Sudah empat bulan lebih polemik pengisian perangkat desa (perades) bergulir dan belum ada tanda akan reda. Bahkan jumlah laporan ke polisi terus bertambah. Ratusan warga terus beraksi di depan kantor bupati Blora, hingga melapor ke Jakarta. Permintaan mereka cuma satu, hasil seleksi perades harus dibatalkan karena banyak kecurangan.
Di penghujung Tahun 2021 lalu, 194 desa di Kabupaten Blora membuka lowongan perangkat. Ada 857 jabatan yang harus diperebutkan oleh 4.413 peserta. Satu-satunya jalan adalah harus ada proses seleksi yang ketat.
Sesuai aturan, seleksi perangkat desa adalah mutlak kewenangan desa dan tidak harus dilaksanakan secara serentak seperti di Blora sekarang ini.
Bila di salah satu desa ada perangkat yang berhalangan karena meninggal atau mengundurkan diri, dalam tempo 2 atau 3 bulan seorang kepala desa bisa langsung mengadakan penggantinya.
Seleksinya pun bisa diadakan sendiri, dan tidak harus melibatkan kampus besar yang pu-nya fakultas tertentu. Tenaga pengujinya pun bisa disepakati oleh panitia desa yang ditunjuk, bekerjasama dengan sekolah yang ada di wilayah itu. Dan itu prerogratif desa.
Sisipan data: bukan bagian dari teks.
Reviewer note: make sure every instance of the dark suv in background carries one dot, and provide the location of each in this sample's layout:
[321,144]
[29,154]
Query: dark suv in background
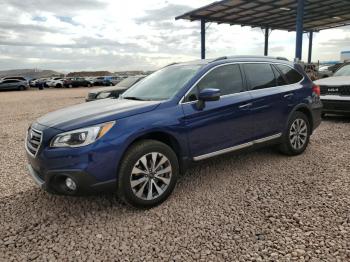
[13,84]
[138,144]
[76,82]
[113,91]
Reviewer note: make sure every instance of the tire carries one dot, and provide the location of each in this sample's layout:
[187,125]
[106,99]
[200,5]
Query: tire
[138,194]
[295,142]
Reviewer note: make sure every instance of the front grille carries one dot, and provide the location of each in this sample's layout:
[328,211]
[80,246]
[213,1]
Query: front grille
[34,139]
[336,90]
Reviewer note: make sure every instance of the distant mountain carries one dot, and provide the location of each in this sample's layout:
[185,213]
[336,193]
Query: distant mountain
[29,73]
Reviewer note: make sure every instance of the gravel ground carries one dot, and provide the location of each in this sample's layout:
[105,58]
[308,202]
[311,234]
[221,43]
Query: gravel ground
[257,206]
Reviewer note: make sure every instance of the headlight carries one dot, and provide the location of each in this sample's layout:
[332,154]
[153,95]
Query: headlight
[81,137]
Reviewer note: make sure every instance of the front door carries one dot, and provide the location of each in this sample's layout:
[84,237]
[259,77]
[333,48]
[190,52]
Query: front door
[221,124]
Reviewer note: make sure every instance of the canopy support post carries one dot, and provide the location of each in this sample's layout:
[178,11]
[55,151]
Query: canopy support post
[300,30]
[202,39]
[266,47]
[311,36]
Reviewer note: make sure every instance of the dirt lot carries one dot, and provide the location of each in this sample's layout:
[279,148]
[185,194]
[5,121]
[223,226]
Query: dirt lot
[256,206]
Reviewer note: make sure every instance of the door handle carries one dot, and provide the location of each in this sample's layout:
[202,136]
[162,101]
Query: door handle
[245,106]
[288,95]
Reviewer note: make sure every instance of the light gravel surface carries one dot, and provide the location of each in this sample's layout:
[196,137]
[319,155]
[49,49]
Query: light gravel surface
[258,206]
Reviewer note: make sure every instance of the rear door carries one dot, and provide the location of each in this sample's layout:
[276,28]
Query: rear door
[273,98]
[221,124]
[268,108]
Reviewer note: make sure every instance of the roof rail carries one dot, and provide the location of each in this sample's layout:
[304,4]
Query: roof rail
[170,64]
[219,59]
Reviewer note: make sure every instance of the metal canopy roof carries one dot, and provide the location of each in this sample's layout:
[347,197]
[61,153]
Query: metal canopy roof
[275,14]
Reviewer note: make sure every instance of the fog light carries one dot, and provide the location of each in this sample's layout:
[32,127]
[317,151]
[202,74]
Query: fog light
[71,184]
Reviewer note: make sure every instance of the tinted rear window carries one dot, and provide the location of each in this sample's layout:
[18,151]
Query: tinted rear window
[260,76]
[281,80]
[291,74]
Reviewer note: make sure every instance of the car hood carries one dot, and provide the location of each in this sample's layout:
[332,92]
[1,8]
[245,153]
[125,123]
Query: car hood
[107,89]
[95,112]
[333,81]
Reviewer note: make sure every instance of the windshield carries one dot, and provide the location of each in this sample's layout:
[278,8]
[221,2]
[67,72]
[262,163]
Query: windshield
[162,84]
[128,81]
[344,71]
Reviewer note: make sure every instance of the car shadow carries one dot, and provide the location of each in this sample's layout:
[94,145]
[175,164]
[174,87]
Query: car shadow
[37,201]
[337,118]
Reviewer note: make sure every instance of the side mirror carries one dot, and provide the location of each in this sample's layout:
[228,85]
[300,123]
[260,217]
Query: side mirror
[207,95]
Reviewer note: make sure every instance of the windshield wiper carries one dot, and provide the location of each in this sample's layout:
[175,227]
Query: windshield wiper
[133,98]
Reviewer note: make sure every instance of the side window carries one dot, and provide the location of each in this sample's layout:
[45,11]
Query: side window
[227,78]
[281,81]
[291,74]
[260,76]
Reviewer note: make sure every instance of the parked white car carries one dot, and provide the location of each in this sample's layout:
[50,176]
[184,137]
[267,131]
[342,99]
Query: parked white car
[55,82]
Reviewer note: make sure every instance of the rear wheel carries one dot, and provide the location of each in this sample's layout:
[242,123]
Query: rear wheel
[297,135]
[148,174]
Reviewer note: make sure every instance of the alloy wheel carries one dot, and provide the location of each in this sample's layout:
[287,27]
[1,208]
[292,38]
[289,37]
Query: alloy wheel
[151,176]
[298,134]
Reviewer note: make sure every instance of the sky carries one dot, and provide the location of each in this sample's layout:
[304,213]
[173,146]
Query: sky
[116,35]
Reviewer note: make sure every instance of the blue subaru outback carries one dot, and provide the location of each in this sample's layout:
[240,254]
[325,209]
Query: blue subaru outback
[138,144]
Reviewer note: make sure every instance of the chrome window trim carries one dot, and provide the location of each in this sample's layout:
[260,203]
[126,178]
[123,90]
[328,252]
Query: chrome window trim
[26,141]
[238,147]
[247,91]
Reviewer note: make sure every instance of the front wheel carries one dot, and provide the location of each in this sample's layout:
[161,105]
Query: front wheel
[148,174]
[297,135]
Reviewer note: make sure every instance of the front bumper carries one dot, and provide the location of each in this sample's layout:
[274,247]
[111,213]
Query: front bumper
[54,182]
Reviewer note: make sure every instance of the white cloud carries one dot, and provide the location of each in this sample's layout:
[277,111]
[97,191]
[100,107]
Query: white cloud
[119,35]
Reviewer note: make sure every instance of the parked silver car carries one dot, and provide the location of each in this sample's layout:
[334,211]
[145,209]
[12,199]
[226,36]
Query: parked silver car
[335,91]
[13,84]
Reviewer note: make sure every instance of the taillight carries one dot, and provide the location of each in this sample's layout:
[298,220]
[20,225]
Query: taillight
[316,90]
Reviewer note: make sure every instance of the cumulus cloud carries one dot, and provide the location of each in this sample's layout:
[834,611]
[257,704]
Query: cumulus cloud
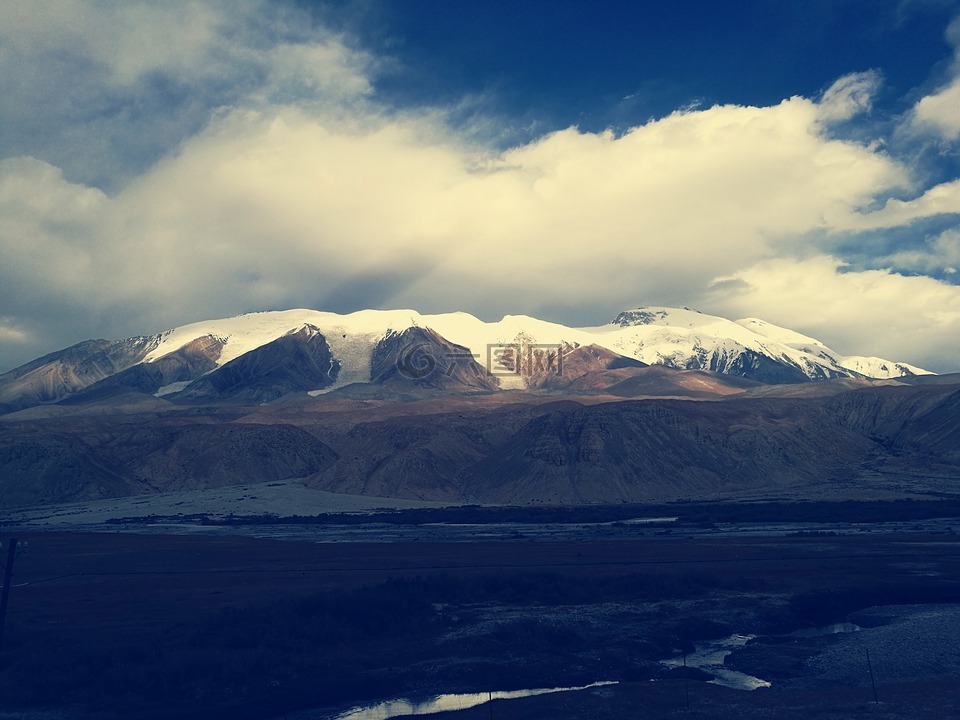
[280,181]
[940,112]
[104,89]
[849,96]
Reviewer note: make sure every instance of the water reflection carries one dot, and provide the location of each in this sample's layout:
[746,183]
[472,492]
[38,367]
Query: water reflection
[440,703]
[709,658]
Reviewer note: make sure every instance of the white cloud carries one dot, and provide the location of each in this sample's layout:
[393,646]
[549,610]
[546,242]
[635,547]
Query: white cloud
[942,199]
[278,181]
[940,112]
[849,96]
[941,255]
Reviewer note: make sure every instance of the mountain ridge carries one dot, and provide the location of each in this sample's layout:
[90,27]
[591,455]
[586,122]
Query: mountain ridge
[190,363]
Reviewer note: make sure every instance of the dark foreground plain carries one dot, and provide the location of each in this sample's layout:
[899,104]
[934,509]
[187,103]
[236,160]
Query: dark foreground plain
[133,625]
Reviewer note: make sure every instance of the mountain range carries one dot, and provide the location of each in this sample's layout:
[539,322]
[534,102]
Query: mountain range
[658,405]
[261,357]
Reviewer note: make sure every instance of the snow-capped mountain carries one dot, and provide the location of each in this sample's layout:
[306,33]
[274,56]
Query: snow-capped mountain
[259,357]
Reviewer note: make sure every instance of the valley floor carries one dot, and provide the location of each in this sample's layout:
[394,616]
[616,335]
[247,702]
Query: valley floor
[149,625]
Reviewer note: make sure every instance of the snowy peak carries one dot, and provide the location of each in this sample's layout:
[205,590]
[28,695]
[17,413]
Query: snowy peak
[258,357]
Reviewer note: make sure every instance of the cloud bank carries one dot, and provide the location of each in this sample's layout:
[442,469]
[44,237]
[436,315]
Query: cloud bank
[270,176]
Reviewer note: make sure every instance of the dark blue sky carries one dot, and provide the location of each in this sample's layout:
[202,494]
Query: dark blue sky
[163,163]
[555,63]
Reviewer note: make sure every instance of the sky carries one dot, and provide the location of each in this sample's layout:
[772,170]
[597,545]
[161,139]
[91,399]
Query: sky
[165,163]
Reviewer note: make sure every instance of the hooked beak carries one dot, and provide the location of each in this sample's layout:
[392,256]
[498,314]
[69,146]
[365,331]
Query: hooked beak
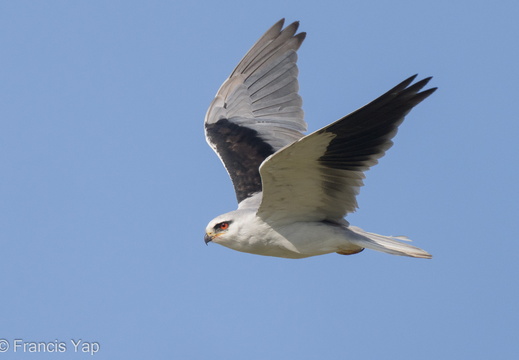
[208,239]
Bukan tanpa aturan. Tetap saja panitia tidak boleh curang, dan kepala desa tidak boleh terlibat KKN. Kalo terbukti ada kecurangan tetap bisa digugat.
Entah apa yang ada di benak panitia atau kepala desa sekarang ini, seleksi perades dilaksanakan dengan menggunakan sistem Computer Assisted Test (CAT). Tempat test nya pun dipilihkan kampus yang lokasinya jauh dari Blora, jaraknya lebih 100 Km. Padahal tak sedikit perguruan tinggi di Blora yang memiliki jaringan komputer, bahkan di Cepu juga ada sekolah tinggi teknologi yang memiliki jurusan komputer.
Jika akhirnya hasil test CAT di Semarang menuai banyak gugatan, diduga keterlibatan perguruan tinggi yang harusnya bisa “membantu” Blora meningkatkan kualitas penyaringan malah dijadikan tempat “pembantaian” peserta yang tidak didukung panitia atau desa.
Tak ada kejahatan yang sempurna. Insiden muncul ketika Ami'ul Khasanah warga Desa Talokwohmojo, Kecamatan Ngawen yang hasil CAT-nya peringkat satu dengan nilai 70, tapi yang yang dilantik justru peringkat nomor 3 yang nilainya 66,4.
Seleksi perades dengan menggunakan sistem CAT, inisiatif siapa? Pelaksanaan test dilaksanakan di luar wilayah Blora itu anjuran siapa?
Kabarnya Kades sempat mendapat tekanan jika tidak ikut CAT. Jika ada apa-apa tim pembina gak ikut bertanggung jawab. Melaui surat edaran bupati, tim pembina pula yang menentukan kampus penyelenggara CAT Perades.
Kini sudah ada 9 desa yang dilaporkan, bahkan ada kepala desa yang ditahan terkait ka-sus perades.
Dalam kondisi seperti ini tentunya yang paling dirugikan adalah masyarakat Blora. Kepala desa yang harusnya sudah bisa bekerja bersama perangkat yang baru, sekarang malah terperangkap oleh masalah yang membuatnya harus riwa riwi ke kantor polisi.